Kriteria hasil : menunjukkan peningkatan nafsu makan.
Rencana tindakan :
Intervensi
1. Diskusikan tentang pentingnya nutrisi bagi klien.
2. Anjurkan makan sedikit tapi sering.
3. Batasi cairan 1 jam sebelum dan sesudah makan.
4. Pertahankan kebersihan mulut.
5. Batasi makanan dan cairan yang tinggi lemak.
6. pantau intake sesuai dengan diet yang telah disediakan.
Rasional
Nutrisi yang baik dapat mempercepat proses penyembuhan.
Peningkatan tekanan intra abdominal akibat asites menekan saluran GI dan menurunkan kapasitasnya.
Cairan dapat menurunkan nafsu makan dan masukan.
Akumulasi partikel makanan di mulut dapat menambah bau dan rasa tak sedap yang menurunkan nafsu makan.
Kerusakan aliran empedu mengakibatkan malabsorbsi lemak.
Untuk mencukupi nutrisi intake harus adekuat.
2) Intolerans aktifitas b/d kelemahan otot.
Tujuan : Klien dapat beraktifitas sesuai dengan batas toleransi.
Kriteria hasil : menunjukkan peningkatan dalam beraktifitas.
Rencana tindakan :
Intervensi
1. Kaji kesiapan untuk meningkatkan aktifitas contoh: apakah tekanan
darah stabil, perhatian terhadap aktifitas dan perawatan diri.
2. jelaskan pola peningkatan bertahap dari aktifitas contoh: posisi
duduk di tempat tidur, bangun dari tempat tidur, belajar berdiri dst.

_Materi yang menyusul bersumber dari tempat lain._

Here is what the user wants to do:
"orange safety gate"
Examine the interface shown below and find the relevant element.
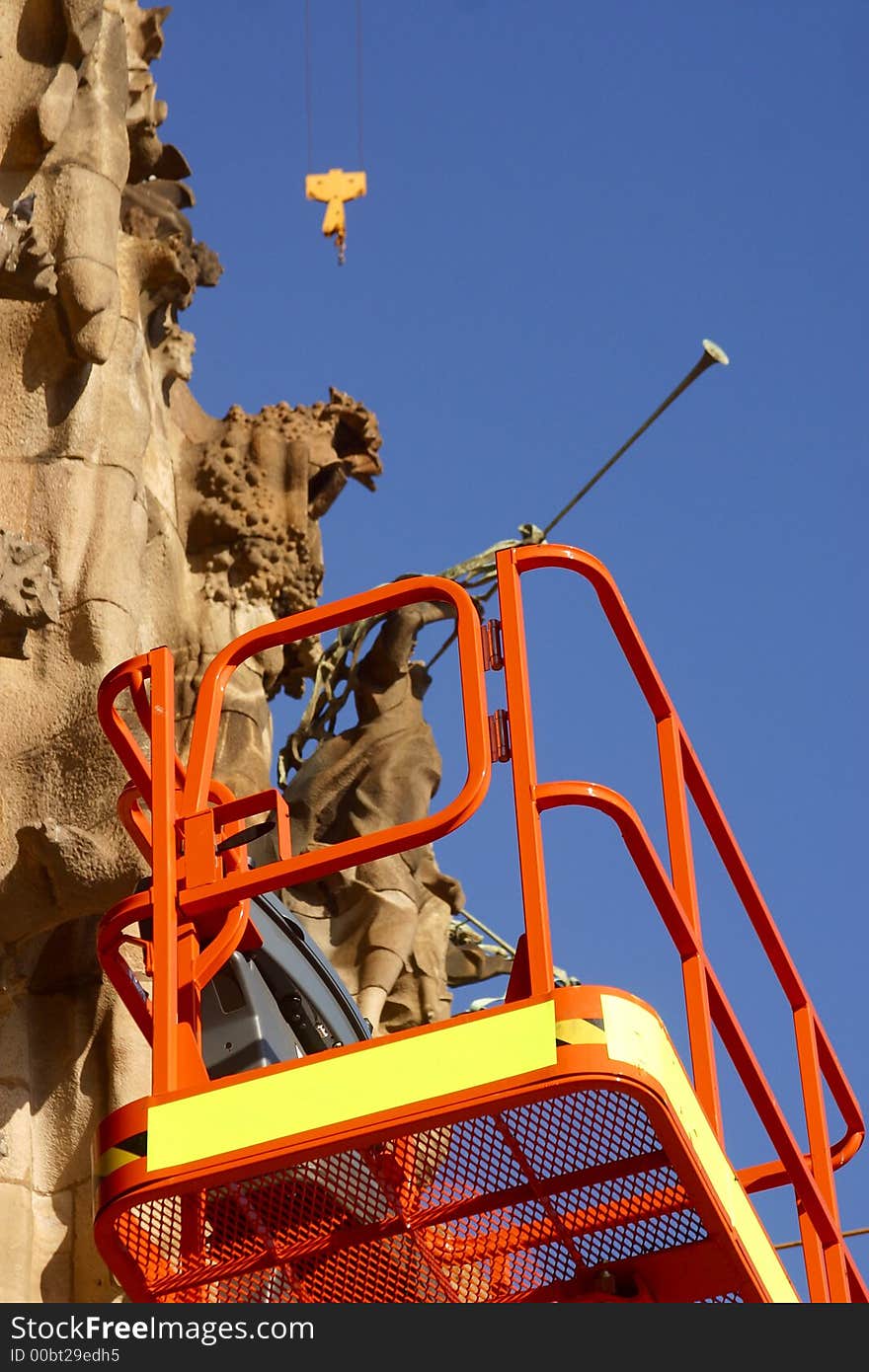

3. Berikan bantuan sesuai dengan kebutuhan (makan, minum, mandi, berpakaian dan eleminasi).
Rasional
Stabilitas fisiologis penting untuk menunjukkan tingkat aktifitas individu.
Kemajuan aktifitas bertahap mencegah peningkatan tiba-tiba pada kerja jantung.
Teknik penghematan energi menurunkan penggunaan energi.